Metro: Last Light Has All The Graphics, None Of The Hope
God probably died. That's the most prominent point put forth by a new Metro: Last Light trailer's wearily somber narrator, and it pretty much sets the tone for the whole game. Society's in shambles, monsters and radiation seep from every crevice, and everything above ground has turned gray for some reason. Except things that were gray before. They're now double-gray. Pretty dismal, huh? And by the looks of things, Metro will leave your PC's insides looking like the bleeding ruins of a bombed-out Russia too. By which I mean it's completely gorgeous. Just in an awfully depressing type of way.
I still fondly stroke my copy of Metro 2033 and tell it that it's a beautiful, beautiful triple-A snowflake amongst a permafrost of uninspired rehashes, so it's only natural that I'm worried about each and every aspect of Last Light. But then I see trailers like this and my heart flutters like a giant radiation pterodactyl happily munching on a small family.
I mean, the atmosphere's foreboding without being overbearing, the narration manages to be shockingly un-cheesy, and the non-shooty bits look suitably detail-rich in their depictions of down-and-out squalor. Assuming 4A's managed to de-clunkify the shooting and iron out a few other kinks, Last Light could well realize the promise Metro 2033 brought to the table. And that, for the uninitiated, is quite a lot of promise indeed.
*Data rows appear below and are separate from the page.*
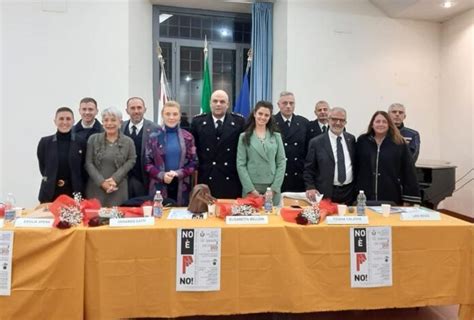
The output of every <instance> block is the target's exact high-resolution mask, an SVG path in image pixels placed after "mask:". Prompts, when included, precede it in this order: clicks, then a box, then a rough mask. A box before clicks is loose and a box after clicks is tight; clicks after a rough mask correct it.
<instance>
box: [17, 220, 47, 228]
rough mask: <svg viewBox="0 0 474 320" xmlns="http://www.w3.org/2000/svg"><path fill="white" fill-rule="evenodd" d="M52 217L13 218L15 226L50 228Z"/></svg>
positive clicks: (38, 227)
mask: <svg viewBox="0 0 474 320" xmlns="http://www.w3.org/2000/svg"><path fill="white" fill-rule="evenodd" d="M53 223H54V219H47V218H18V219H16V220H15V227H16V228H52V227H53Z"/></svg>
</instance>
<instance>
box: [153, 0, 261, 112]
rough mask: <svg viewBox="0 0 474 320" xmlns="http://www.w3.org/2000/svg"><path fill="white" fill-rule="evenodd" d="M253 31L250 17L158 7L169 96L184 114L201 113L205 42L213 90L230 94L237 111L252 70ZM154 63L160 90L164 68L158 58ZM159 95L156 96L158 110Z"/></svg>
mask: <svg viewBox="0 0 474 320" xmlns="http://www.w3.org/2000/svg"><path fill="white" fill-rule="evenodd" d="M251 30H252V28H251V15H250V14H234V13H225V12H213V11H203V10H191V9H182V8H172V7H160V6H153V39H154V46H156V44H157V42H159V44H160V47H161V50H162V55H163V58H164V60H165V72H166V75H167V77H168V81H169V88H170V90H171V92H170V93H169V94H170V96H171V98H172V99H176V100H177V101H178V102H179V103H180V104H181V108H182V112H186V113H187V114H188V116H193V115H195V114H198V113H199V112H200V110H201V91H202V83H203V69H204V68H203V66H204V50H203V49H204V38H205V37H207V40H208V50H209V51H208V58H209V68H210V72H211V75H212V76H211V77H212V87H213V88H212V89H213V90H217V89H223V90H225V91H226V92H227V93H228V94H229V99H230V107H231V108H232V106H233V104H234V103H235V99H236V97H237V95H238V93H239V91H240V86H241V84H242V77H243V74H244V72H245V67H246V65H247V52H248V50H249V48H250V38H251ZM153 62H154V63H153V87H154V88H159V86H160V83H159V81H160V66H159V62H158V59H157V57H156V54H155V56H154V57H153ZM156 91H158V90H156ZM158 94H159V93H158V92H155V93H154V97H155V110H157V105H158ZM155 114H156V112H155Z"/></svg>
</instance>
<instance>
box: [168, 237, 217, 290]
mask: <svg viewBox="0 0 474 320" xmlns="http://www.w3.org/2000/svg"><path fill="white" fill-rule="evenodd" d="M176 249H177V251H176V291H218V290H220V287H221V274H220V271H221V229H220V228H194V229H178V230H177V234H176Z"/></svg>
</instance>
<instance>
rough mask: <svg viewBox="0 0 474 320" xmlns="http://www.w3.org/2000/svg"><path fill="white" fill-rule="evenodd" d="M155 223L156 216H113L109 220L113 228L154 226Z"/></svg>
mask: <svg viewBox="0 0 474 320" xmlns="http://www.w3.org/2000/svg"><path fill="white" fill-rule="evenodd" d="M153 225H155V218H154V217H140V218H112V219H110V221H109V226H111V227H113V228H120V227H138V226H153Z"/></svg>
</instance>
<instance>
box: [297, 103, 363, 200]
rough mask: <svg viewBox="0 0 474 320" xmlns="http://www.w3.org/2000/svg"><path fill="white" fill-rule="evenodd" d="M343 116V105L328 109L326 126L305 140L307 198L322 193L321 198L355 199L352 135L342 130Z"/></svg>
mask: <svg viewBox="0 0 474 320" xmlns="http://www.w3.org/2000/svg"><path fill="white" fill-rule="evenodd" d="M346 119H347V114H346V110H345V109H343V108H333V109H331V111H330V113H329V124H330V130H329V131H327V132H325V133H323V134H321V135H319V136H318V137H316V138H314V139H312V140H311V142H310V143H309V147H308V149H309V150H308V155H307V156H306V164H305V171H304V180H305V183H306V196H307V197H308V199H315V197H316V194H323V195H324V198H329V199H331V200H332V201H333V202H337V203H345V204H347V205H352V203H353V201H354V200H355V193H354V180H355V178H354V164H355V137H354V136H353V135H352V134H350V133H347V132H345V131H344V128H345V125H346Z"/></svg>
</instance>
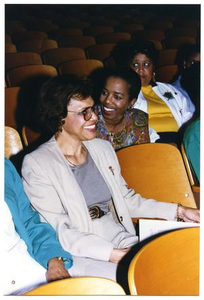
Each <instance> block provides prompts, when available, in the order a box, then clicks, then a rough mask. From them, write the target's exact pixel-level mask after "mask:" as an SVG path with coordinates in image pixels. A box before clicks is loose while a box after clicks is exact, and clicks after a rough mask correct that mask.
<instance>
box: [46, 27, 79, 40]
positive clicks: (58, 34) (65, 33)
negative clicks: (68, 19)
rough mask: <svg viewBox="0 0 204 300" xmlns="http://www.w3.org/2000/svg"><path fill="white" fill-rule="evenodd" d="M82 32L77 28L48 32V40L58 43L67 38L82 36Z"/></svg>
mask: <svg viewBox="0 0 204 300" xmlns="http://www.w3.org/2000/svg"><path fill="white" fill-rule="evenodd" d="M82 35H83V31H82V30H81V29H79V28H59V29H55V30H52V31H50V32H49V38H50V39H53V40H56V41H58V40H59V39H61V38H64V37H69V36H82Z"/></svg>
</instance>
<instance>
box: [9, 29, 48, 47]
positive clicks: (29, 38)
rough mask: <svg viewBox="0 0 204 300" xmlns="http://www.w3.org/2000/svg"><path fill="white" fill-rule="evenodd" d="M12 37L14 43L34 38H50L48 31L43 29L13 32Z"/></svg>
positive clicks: (12, 39)
mask: <svg viewBox="0 0 204 300" xmlns="http://www.w3.org/2000/svg"><path fill="white" fill-rule="evenodd" d="M11 38H12V41H13V43H14V44H18V43H20V42H24V41H28V40H34V39H41V40H45V39H48V35H47V33H46V32H43V31H23V32H17V33H15V34H13V35H12V36H11Z"/></svg>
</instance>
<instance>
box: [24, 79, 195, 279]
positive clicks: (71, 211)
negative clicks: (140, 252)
mask: <svg viewBox="0 0 204 300" xmlns="http://www.w3.org/2000/svg"><path fill="white" fill-rule="evenodd" d="M89 88H90V84H89V81H87V80H84V79H79V78H78V77H75V76H73V75H61V76H58V77H54V78H52V79H50V80H49V81H48V82H47V83H45V85H44V86H43V88H42V92H41V98H40V99H41V100H40V101H41V102H40V103H41V106H40V107H41V113H42V117H43V119H44V121H45V124H47V127H49V128H50V130H52V132H53V133H55V134H54V135H53V137H52V138H51V139H50V140H49V141H48V142H46V143H44V144H43V145H41V146H40V147H39V148H38V149H37V150H35V151H33V152H31V153H30V154H28V155H26V156H25V158H24V161H23V167H22V175H23V182H24V187H25V191H26V193H27V195H28V197H29V199H30V201H31V203H32V205H33V206H34V208H35V209H36V210H37V211H38V212H39V213H40V215H41V219H42V221H43V222H48V223H50V224H51V225H52V226H53V227H54V229H55V230H56V232H57V235H58V238H59V241H60V243H61V245H62V247H63V248H64V249H65V250H66V251H69V252H70V253H71V254H72V255H73V256H74V257H80V258H85V260H86V259H92V260H95V261H96V264H98V263H99V262H101V261H103V262H106V263H108V264H109V265H111V266H113V268H114V270H115V271H114V272H116V266H117V264H118V263H119V261H120V260H121V259H122V258H123V256H124V255H125V254H126V253H127V252H128V251H129V250H130V248H131V247H132V246H133V245H135V244H136V243H137V242H138V238H137V236H136V233H135V228H134V226H133V223H132V220H131V218H132V217H152V218H164V219H167V220H175V219H176V218H177V217H178V216H179V217H182V218H183V219H184V220H188V221H198V220H199V212H198V211H197V210H193V209H189V208H185V207H179V208H178V205H177V204H172V203H163V202H157V201H156V200H153V199H148V200H147V199H144V198H142V196H140V195H139V194H136V193H135V192H134V190H132V189H129V188H128V187H127V184H126V182H125V181H124V179H123V178H122V176H121V174H120V166H119V163H118V160H117V157H116V154H115V151H114V149H113V148H112V146H111V144H110V143H109V142H108V141H104V140H101V139H96V138H95V134H96V121H97V117H96V115H95V113H94V108H93V106H94V102H93V99H92V98H91V96H90V95H91V91H89ZM73 91H74V92H73ZM90 161H92V165H91V167H92V168H90V167H89V165H88V164H89V162H90ZM82 168H85V169H86V170H85V171H86V176H85V177H84V178H80V174H81V172H82V171H83V169H82ZM93 168H95V170H96V174H97V176H96V178H94V176H91V175H92V173H93V171H92V170H93ZM73 170H77V171H79V177H76V174H75V173H74V171H73ZM97 172H98V173H97ZM89 178H91V182H88V179H89ZM98 180H100V182H103V184H102V185H103V186H104V185H105V187H106V188H105V189H106V191H107V190H108V192H109V194H108V195H110V197H109V196H108V197H109V198H108V199H109V200H108V201H106V203H105V202H104V203H105V204H109V205H108V207H109V209H108V211H106V212H105V213H104V212H103V214H98V215H97V218H93V217H92V215H91V212H90V208H89V207H88V202H89V199H87V191H89V190H90V189H91V190H93V187H95V188H96V190H95V194H96V196H95V197H96V199H95V198H94V197H93V199H94V201H95V202H94V205H98V204H97V203H98V198H100V197H101V196H102V198H103V190H101V191H100V187H98ZM82 181H85V182H86V184H85V190H84V189H82V188H81V186H82ZM83 188H84V187H83ZM89 195H90V194H89ZM91 196H92V195H91ZM102 200H103V199H102ZM103 201H104V200H103ZM104 203H102V204H104ZM85 263H86V262H85ZM74 264H75V261H74ZM80 267H81V268H82V267H83V266H82V264H81V265H80ZM111 268H112V267H111ZM96 269H97V268H96ZM69 271H70V275H71V276H72V273H71V269H70V270H69ZM91 271H92V273H88V274H91V275H92V276H94V275H95V274H98V273H97V272H96V273H95V272H94V271H93V268H92V269H91ZM104 272H106V268H104ZM84 274H85V275H87V273H86V272H85V273H84ZM102 276H104V277H106V276H108V275H106V274H103V275H102ZM111 278H113V277H111ZM114 278H115V277H114Z"/></svg>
Actually, you know what? Just play Metro 2033 right now. It's completely free on Facebook if you just go and "like" THQ's Metro page. Yes, yes, I'm fully open to the idea of a discussion about how icky it is to ask people to "like" something they've presumably never played, but I also have a policy of only speaking to people who've played Metro 2033. So it seems we're at an impasse.